Manchin released a statement that supported nine moderate House Democrats who are pushing Speaker Nancy Pelosi, D-Calif., for an immediate vote on the infrastructure bill.
Pelosi has vowed not bring the Senate-passed bipartisan infrastructure bill to a vote until the House takes up the $3.5 trillion reconciliation bill that is being considered.
On Saturday, Pelosi set an Oct. 1 target date for passing the infrastructure and social spending packages.
"The House should put politics aside and do the same [as the Senate]," Manchin said. "With so much uncertainty in the world today, one thing is certain, we must unite and pass a critical priority of the American people — improving our nation's infrastructure.
"It would send a terrible message to the American people if this bipartisan bill is held hostage. I urge my colleagues in the House to move swiftly to get this once in a generation legislation to the president's desk for his signature."

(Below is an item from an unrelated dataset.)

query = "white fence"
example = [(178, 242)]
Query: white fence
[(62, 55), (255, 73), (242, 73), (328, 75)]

House Democrats returned to Washington on Monday, with leadership wanting to approve a budget blueprint to pass the $3.5 trillion spending plan later this year without Republican support. They then want to leave town as soon as Tuesday, The Hill reported.
Progressives and House leadership have said the bipartisan bill doesn't have the votes to pass unless it's directly tied to larger spending package.
Pelosi, who was expected to bring the budget resolution up on the floor on Tuesday, can afford to lose the backing of only three caucus members. But even if the speaker and the nine moderates resolve their differences and the House approves the budget resolution, Democrats still face an uphill fight in forming a $3.5 trillion package.
Moderate Democrats in both chambers are concerned about the reconciliation bill’s price tag.
In the Senate, Majority Leader Charles Schumer, D-N.Y., needs every member of his caucus on board to pass the legislature.
Both Manchin and Sen. Kyrsten Sinema, D-Ariz., have expressed objections to the $3.5 trillion bill.
Sinema has signaled that she intended to try to pare down the bill before the Senate returns next month.
Sinema spokesman John LaBombard said Monday that "she will not support a budget reconciliation bill that costs $3.5 trillion" and urged for the Senate's $1 trillion bipartisan bill to be "considered on its own merits."